During the two-hour attack, Nomad’s holdings fell from $190.7 million to $651.54. In a tweet early Tuesday, Nomad claimed that it had notified law enforcement, hired blockchain intelligence and forensics organizations, and was “working around the clock” to trace and reclaim the funds.

The hack exposes an ever-present concern in decentralized finance, which has limited accountability when such crises occur because authorities cannot simply seize the funds. According to Chainalysis, a blockchain analytics business, hackers made $3.2 billion in 2021 and are on track to duplicate that figure in 2022. However, theft can sometimes be recovered if the offender is recognized and apprehended or if a reward is paid to restore the funds.

However, the “chaotic” nature of Nomad’s hack makes a difference: While many assaults have a single culprit, Nomad’s was a “frenzied free-for-all,” according to a researcher at Paradigm. The funds were diverted to over 41 different wallet addresses as vultures flocked to loot Nomad after word of the scam spread.

The heist was made possible because Nomad’s hacking only required simple coding. A simple software upgrade revealed the theft, which allowed users to “spoof” transactions by manually rewriting the code to withdraw more cryptocurrency than was held in their accounts. This treated Nomad like an endless ATM giving away free money.
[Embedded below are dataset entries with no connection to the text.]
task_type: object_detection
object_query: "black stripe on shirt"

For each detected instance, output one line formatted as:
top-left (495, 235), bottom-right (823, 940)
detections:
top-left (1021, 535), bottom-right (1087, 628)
Once a hacker discovered it, others could easily copy and paste the malicious code to participate in the con.

The most recent cyberattack on a so-called crypto “bridge” was the third such hack in 2022. According to blockchain analytics company Elliptic, more than $1 billion has been taken from bridges in 2022, including $600 million in March from the Ronin bridge, which supports the well-known Axie Infinity video game. Also,  $300 million had been stolen from the Solana-based Wormhole bridge months prior.

The attack on Nomad has increased these worries. Before the heist, Nomad had presented investors like Coinbase Ventures and OpenSea with a vision of a cross-chain protocol that put “security first.”